His special birthday concerts include a four-night residency at The Dakota club in Minneapolis featuring his band The Marvels on 8-11 March, a one-off special with dozens of star guests in his home town of Santa Barbara, California on 15 March itself, and festival appearances at New Orleans Jazz & Heritage Festival, Playboy Festival and he is the Artist In Residence at the Newport Jazz Festival.
Lloyd was born in in 1938 in Memphis, Tennessee, where he apprenticed with jazz and blues legends including Phineas Newborn, Howlin’ Wolf, and B.B. King. While attending the University of Southern California in the late-1950s, Lloyd performed with prominent artists on the Los Angeles jazz scene including Ornette Coleman, Eric Dolphy, Charlie Haden, Billy Higgins, and Gerald Wilson.

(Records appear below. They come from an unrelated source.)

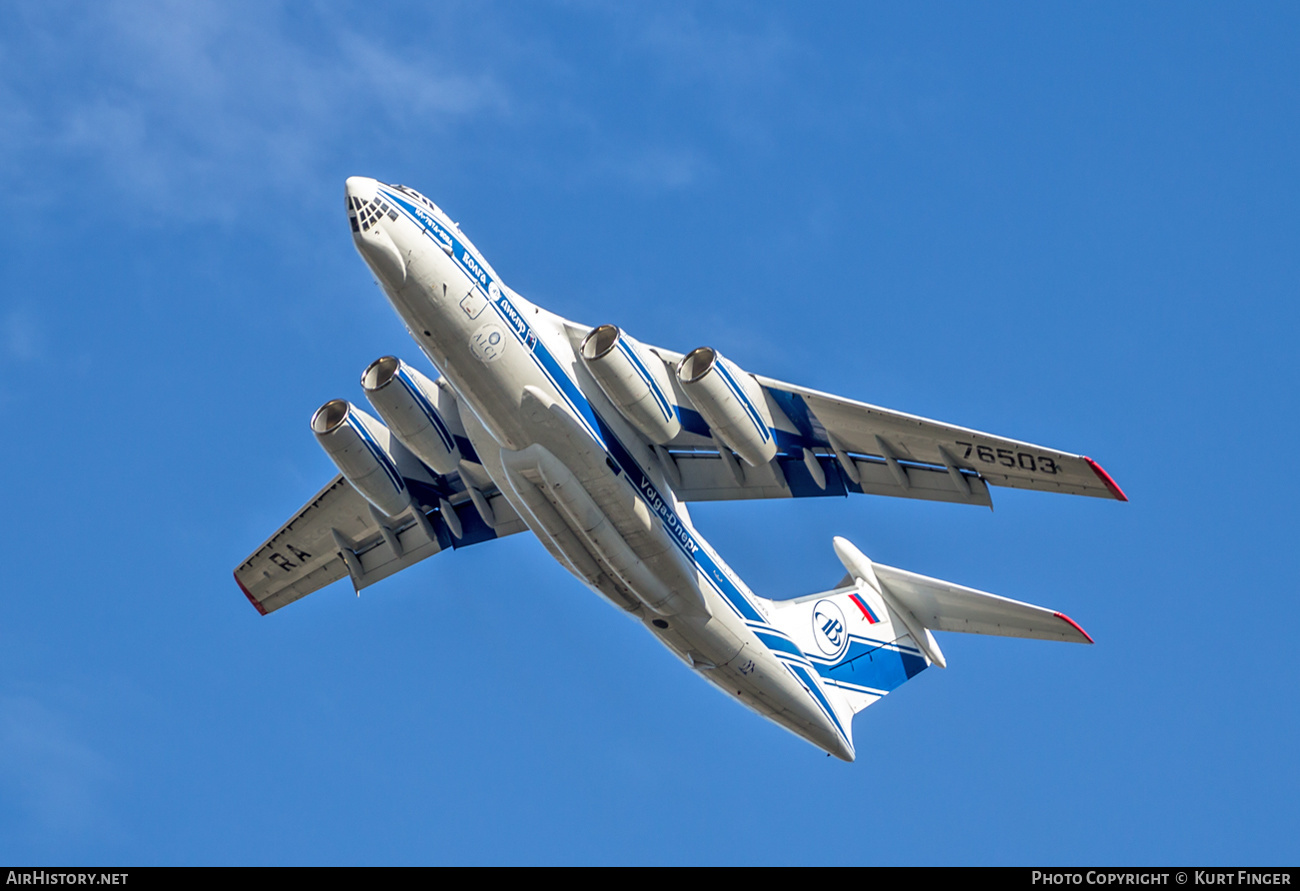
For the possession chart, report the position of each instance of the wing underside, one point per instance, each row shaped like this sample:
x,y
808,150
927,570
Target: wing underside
x,y
338,535
828,445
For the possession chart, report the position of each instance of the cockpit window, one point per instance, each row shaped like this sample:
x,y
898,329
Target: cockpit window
x,y
411,193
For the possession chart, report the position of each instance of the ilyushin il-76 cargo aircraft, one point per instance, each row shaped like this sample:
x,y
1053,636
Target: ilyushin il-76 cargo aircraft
x,y
597,444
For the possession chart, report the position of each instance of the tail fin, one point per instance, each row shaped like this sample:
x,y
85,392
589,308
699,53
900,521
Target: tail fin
x,y
872,632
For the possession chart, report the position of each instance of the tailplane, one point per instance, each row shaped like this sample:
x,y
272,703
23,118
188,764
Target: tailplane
x,y
872,632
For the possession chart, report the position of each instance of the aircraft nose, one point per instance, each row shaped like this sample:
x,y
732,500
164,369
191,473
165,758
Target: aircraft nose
x,y
365,210
359,191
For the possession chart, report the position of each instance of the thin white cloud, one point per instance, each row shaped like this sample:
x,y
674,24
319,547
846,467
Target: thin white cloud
x,y
215,103
21,340
48,773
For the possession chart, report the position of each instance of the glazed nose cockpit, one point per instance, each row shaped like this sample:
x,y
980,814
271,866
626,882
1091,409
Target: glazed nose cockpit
x,y
367,208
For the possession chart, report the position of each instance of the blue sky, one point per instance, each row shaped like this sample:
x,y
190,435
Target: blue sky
x,y
1069,224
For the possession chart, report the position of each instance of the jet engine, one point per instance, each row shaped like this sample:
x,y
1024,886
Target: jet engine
x,y
363,450
635,380
408,402
731,402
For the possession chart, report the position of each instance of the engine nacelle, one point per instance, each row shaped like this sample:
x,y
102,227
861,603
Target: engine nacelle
x,y
363,450
635,380
408,402
731,402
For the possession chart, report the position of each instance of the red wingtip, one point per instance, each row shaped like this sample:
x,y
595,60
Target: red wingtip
x,y
1075,626
1105,478
251,598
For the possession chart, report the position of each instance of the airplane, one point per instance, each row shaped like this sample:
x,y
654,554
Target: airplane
x,y
597,444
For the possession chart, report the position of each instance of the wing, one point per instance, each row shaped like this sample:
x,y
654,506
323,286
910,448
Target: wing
x,y
337,535
828,445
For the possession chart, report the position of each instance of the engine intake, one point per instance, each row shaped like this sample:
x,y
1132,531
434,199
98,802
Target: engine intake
x,y
731,402
420,415
363,450
635,380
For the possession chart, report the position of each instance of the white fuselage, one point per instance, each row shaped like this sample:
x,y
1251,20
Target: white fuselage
x,y
572,467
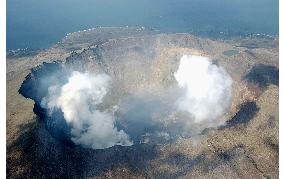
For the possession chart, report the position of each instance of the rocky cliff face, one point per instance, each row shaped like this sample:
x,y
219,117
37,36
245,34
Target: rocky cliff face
x,y
142,66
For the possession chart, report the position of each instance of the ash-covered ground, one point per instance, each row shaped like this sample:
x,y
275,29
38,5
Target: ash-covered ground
x,y
240,143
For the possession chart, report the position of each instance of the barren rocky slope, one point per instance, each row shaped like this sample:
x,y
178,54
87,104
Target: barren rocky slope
x,y
246,147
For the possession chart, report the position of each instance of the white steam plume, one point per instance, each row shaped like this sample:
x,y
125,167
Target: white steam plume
x,y
207,88
78,99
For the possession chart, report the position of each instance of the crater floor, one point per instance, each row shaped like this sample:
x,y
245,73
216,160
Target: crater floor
x,y
245,147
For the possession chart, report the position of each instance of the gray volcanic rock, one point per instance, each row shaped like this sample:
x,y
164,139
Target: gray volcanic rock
x,y
142,65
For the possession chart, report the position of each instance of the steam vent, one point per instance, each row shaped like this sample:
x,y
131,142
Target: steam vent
x,y
135,103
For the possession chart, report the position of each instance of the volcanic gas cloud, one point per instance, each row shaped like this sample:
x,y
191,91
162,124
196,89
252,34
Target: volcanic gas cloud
x,y
204,95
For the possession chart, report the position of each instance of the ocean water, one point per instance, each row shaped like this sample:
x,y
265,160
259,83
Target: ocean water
x,y
40,23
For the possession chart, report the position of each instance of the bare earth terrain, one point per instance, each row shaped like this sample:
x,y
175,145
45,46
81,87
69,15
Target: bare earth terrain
x,y
247,146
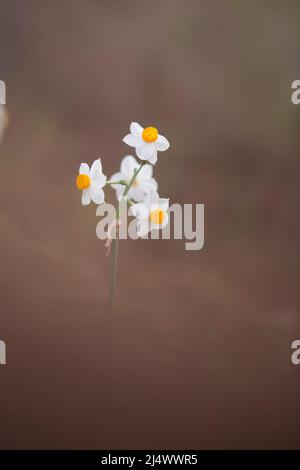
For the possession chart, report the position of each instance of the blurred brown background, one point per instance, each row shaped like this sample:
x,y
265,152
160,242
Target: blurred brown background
x,y
200,355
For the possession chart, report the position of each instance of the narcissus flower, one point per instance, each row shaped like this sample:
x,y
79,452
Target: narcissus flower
x,y
91,182
151,214
147,142
143,183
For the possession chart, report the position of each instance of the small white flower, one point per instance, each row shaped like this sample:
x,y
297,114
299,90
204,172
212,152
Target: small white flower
x,y
151,214
146,142
91,182
143,182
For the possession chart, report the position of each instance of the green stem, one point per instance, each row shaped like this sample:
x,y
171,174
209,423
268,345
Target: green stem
x,y
115,245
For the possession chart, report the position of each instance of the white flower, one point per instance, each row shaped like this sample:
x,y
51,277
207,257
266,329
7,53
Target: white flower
x,y
91,182
151,214
142,184
146,142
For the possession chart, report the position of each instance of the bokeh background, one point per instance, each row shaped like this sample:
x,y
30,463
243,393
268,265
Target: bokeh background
x,y
200,355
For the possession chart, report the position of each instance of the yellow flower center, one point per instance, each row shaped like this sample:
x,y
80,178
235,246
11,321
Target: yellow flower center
x,y
83,181
157,216
150,134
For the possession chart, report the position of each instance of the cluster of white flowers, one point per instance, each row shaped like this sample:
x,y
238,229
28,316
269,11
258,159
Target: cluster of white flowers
x,y
134,181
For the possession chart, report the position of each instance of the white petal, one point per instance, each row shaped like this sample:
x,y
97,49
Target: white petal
x,y
84,169
136,129
128,165
136,193
132,140
97,194
145,151
148,185
154,197
139,211
86,197
96,168
162,143
100,180
145,173
151,201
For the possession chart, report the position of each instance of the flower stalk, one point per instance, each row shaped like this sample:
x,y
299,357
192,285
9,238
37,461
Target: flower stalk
x,y
115,246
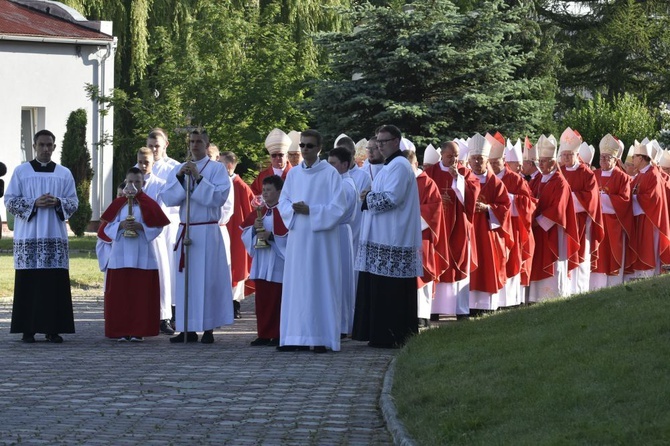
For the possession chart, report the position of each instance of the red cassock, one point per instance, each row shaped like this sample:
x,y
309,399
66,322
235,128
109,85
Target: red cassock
x,y
435,251
666,180
584,185
132,295
257,185
491,245
457,221
521,254
240,262
268,294
555,203
610,257
649,188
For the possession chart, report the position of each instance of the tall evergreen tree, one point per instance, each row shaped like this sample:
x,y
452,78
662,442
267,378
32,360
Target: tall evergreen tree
x,y
613,47
434,71
76,157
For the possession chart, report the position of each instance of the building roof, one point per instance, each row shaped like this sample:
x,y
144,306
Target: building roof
x,y
46,20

In 1960, Lloyd became the music director in the Chico Hamilton Quintet, and later joined the Cannonball Adderley Sextet for a two-year stint before leaving to focus on his own career as a leader.
Lloyd signed with Columbia and released his debut album ‘Discovery!’ in 1964. In 1965 he formed his first great Quartet with a young pianist named Keith Jarrett along with bassist Cecil McBee and drummer Jack DeJohnette. The Quartet’s first album Dream Weaver for Atlantic was followed by Forest Flower: Live at Monterey in 1967, a wildly successful album that became one of the first million-sellers in jazz and catapulted Lloyd to international fame.
When Don Was became head of Blue Note in 2011, he invited Lloyd to record for the label. Lloyd ultimately accepted the invitation, with a mission in mind: “I want to stretch my wings wider and find new thermals to soar on. It is all a continuation of my search and service in sound.”
Lloyd’s life story was told in the 2014 documentary ‘Arrows Into Infinity’. He was named an NEA Jazz Master in 2015, and received an honorary Doctor of Music degree from Berklee College of Music. In 2016, Lloyd was inducted into the Memphis Music Hall of Fame.